You may have heard of nastursiums. I just love this plant, as it’s not only colorful and beautiful to look at, both the leaves and flowers are edible. It adds great color and taste to salads and dishes that we really enjoy. I couldn’t say how many seeds we have planted. Suffice it to say – a lot! Apparently, the bunnies find them tasty as well, as we have caught bunnies on several occasions munching away and then hopping off.
If you read my post about our sundial (https://kritterspaw.com/2023/10/15/dont-do-this-at-home/), we recently built a retaining wall that included two paver stone pads we built. Our intent was to build some interesting art for the two pads. The sundial being the first, most straight forward project.
For the second pad art, we decided to make a ‘bunny pad’ with nastursiums. Since we couldn’t grow nastursiums, why not build them. And to complete the scene we purchased an outdoor bunny to leap through the nastursium patch.

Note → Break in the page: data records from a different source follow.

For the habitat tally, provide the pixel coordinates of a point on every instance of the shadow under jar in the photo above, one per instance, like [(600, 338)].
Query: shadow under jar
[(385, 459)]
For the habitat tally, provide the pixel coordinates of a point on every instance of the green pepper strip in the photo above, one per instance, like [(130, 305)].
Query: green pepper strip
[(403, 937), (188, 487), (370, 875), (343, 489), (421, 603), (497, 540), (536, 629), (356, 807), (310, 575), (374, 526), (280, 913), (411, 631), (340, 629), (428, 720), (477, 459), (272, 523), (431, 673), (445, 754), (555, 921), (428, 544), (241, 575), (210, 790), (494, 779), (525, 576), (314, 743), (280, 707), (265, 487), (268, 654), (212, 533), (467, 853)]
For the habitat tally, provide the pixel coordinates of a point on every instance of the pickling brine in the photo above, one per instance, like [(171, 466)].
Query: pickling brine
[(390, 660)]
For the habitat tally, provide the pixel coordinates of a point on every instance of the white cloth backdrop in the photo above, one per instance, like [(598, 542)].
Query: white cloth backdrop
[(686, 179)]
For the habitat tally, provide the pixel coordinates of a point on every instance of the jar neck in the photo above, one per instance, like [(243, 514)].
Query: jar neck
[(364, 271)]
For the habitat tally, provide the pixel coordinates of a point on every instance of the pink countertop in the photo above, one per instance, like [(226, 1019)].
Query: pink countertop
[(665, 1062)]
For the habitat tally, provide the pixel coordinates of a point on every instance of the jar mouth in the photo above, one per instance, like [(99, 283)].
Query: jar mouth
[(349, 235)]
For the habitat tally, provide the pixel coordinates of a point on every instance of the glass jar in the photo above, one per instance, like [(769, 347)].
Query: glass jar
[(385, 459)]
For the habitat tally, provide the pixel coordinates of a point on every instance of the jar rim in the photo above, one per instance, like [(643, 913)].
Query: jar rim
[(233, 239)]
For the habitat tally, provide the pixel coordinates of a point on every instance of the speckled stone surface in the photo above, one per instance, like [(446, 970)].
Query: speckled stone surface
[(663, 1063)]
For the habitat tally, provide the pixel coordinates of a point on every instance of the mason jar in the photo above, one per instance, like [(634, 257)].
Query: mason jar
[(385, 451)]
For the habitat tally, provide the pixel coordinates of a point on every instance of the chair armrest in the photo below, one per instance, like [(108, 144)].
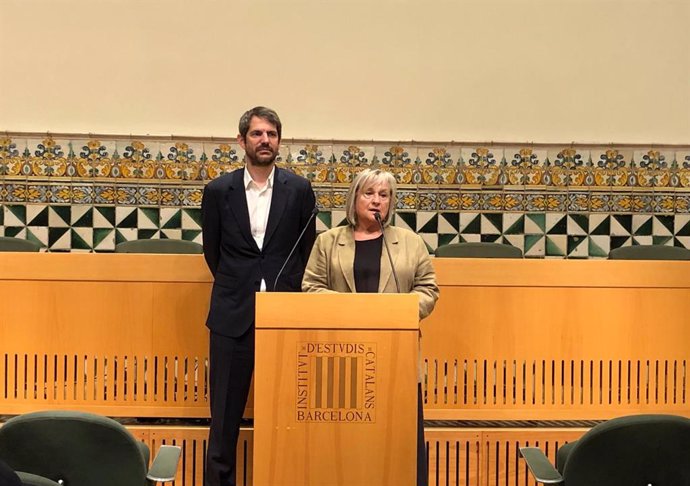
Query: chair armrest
[(29, 479), (539, 465), (164, 465)]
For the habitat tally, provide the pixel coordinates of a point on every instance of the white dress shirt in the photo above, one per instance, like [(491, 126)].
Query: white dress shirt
[(259, 204)]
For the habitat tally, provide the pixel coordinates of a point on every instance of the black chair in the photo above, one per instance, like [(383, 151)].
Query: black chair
[(478, 250), (9, 243), (649, 252), (82, 449), (159, 246), (625, 451)]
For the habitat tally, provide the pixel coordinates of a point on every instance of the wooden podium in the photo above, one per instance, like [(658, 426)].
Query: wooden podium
[(335, 389)]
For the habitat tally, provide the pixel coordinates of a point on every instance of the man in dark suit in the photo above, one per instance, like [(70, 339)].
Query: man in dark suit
[(252, 217)]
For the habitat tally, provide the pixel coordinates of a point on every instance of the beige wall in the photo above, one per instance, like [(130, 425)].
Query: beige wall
[(511, 70)]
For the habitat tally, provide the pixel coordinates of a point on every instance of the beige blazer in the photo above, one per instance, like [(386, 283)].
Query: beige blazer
[(331, 265)]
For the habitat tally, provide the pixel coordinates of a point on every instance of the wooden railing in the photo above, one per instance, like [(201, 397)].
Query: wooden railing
[(124, 335), (547, 339)]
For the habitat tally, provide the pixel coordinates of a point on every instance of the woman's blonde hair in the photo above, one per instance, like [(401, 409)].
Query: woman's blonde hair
[(363, 181)]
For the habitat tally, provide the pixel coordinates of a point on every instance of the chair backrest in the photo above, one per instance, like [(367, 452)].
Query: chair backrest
[(632, 450), (158, 246), (9, 243), (649, 252), (478, 250), (81, 449)]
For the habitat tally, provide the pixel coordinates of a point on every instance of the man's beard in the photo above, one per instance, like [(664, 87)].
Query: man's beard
[(260, 161)]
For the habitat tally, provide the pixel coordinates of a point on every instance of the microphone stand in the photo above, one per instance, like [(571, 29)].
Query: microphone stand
[(314, 212), (377, 215)]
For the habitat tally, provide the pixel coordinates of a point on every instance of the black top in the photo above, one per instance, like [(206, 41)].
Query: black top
[(367, 267)]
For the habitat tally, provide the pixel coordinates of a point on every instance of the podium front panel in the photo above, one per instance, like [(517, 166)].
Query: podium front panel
[(335, 407)]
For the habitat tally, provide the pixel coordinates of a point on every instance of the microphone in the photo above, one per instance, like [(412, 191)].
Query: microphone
[(314, 212), (377, 215)]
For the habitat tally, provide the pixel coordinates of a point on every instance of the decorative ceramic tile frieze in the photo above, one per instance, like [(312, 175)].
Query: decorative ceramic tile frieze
[(88, 193)]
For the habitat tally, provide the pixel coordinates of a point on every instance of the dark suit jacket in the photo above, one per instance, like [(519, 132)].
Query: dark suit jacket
[(236, 262)]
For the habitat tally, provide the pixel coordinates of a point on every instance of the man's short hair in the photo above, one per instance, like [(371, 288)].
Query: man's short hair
[(260, 112)]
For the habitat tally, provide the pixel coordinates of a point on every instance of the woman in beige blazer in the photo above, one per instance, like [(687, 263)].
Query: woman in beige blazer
[(354, 258)]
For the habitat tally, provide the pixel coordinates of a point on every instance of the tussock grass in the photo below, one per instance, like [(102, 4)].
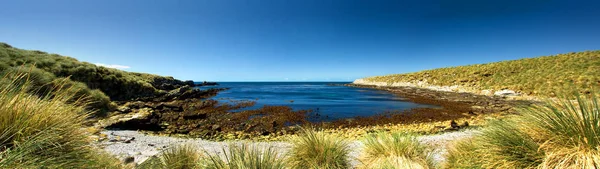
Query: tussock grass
[(99, 84), (247, 157), (316, 149), (541, 76), (397, 150), (558, 134), (461, 155), (177, 157), (236, 156), (44, 131)]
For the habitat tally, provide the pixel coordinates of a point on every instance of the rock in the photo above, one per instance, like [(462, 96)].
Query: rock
[(205, 83), (189, 83), (506, 92), (167, 86), (124, 109), (216, 127), (466, 124), (487, 92)]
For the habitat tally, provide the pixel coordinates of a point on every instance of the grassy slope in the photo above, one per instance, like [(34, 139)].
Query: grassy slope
[(541, 76), (91, 80)]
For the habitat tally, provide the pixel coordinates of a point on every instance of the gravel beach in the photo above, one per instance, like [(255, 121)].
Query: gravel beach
[(128, 143)]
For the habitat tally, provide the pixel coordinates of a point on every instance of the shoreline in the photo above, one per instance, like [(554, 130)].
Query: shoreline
[(146, 146), (208, 120)]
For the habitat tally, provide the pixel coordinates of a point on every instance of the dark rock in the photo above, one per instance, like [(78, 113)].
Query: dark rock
[(167, 86), (466, 124), (189, 83), (124, 109), (216, 127), (195, 116), (265, 133), (205, 83)]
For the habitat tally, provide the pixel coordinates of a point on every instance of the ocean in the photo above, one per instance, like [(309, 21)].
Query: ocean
[(330, 101)]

I must admit this is one of our more creative projects and required a lot of visualization. We started by making prototype nastursium leaves. We tested metal blades fitted to our scroll saw. After breaking a number of blades we scrapped the idea and tried a nibbler attachment mounted to our power drill.

Once we had a number of cardboard patterns drawn up we laid them out on sheet metal to build our mock-ups. With the flat metal irregular disks cut, we had to figure out how to make them look like leaves, so we began cutting individual wires and spot welding them onto the disks. This proved to be a very tedious task, so we abandoned it in favor of a chisel and hammer.


We painted a few to see how them might look and once we found the method viable we began production and built a hundred leaves.


Now that we had plenty of leaves built we had to ponder the base.


We bent rebar around the ID of the paver ‘bunny’ pad, and began bending and welding spiral ‘stems’ around it.


Now that we had the base built, it’s time to figure out how to attach the leaves. We used wire to coil the stems around the base ‘vines’, making sure the leaves could be detachable so that the base and leaves could be separately painted.


We mig welded the coiled stem to the base to permanently attach.

We moved on to the flowers, and built several metal flowers that didn’t come out well. So we sought the internet and found some stamped flowers we thought would work. We bought two different flowers in hopes that one would do the job. Once we had them in hand, we found neither to be sufficient by itself, so we opted to build an assembly of the two flowers, and some custom bent wires for stamin.
We began the tedious task of punching and grinding holes in each flower to accept a screw to assemble them.



Next we bent the stamin to build each individual flower. We figure for the 100 flowers we built, 5 stamin each, we made 500 individual stamins for each flower. A time consuming task to be sure.



Finally with a hundred flowers built, we could move on to meticuously attaching them to our base, intermixed with our nastursium leaves.


Once we had finally completed the manufacture and assembly of all the flowers and leaves, we had to take it back apart to paint each. The base would be a dark green, while the leaves a lighter leafy green.


The flowers were to be painted 4 different colors and then individually detailed.



With all the painting completed, we could re-assemble all the leaves and flowers n the base, hoping to get them all in the ‘right’ pleasing location.


By now, you’re thinking, holy crap, why bother to go to so much work. Admittedly, sometimes we ask ourselves the same thing! But it’s art, a concept not shared by all. Something that resonates with the eye of the beholder for it’s beauty and the emotion it evokes.
The Oxford dictionary defines art as ‘the expression or application of human creative skill and imagination, producing works to be appreciated primarily for their beauty or emotional power’. For us, it’s a creative outlet and challenging endeavor that allows us to solve problems while creating something interesting, unique, and fun. This particular project has been a test of our power of visualization, ingenuity, and innovation…. and it is definitely, one of a kind.

Indeed, people have all kinds of hobbies. Some are content to sit back and watch tv. I always lament, ‘it keeps us out of the bars’. More than that, our projects give us a creative, thoughtful outlet, keep us busy, engaged, and add an attractive decoration. If we’re lucky, it’s thought-provoking and intriguing.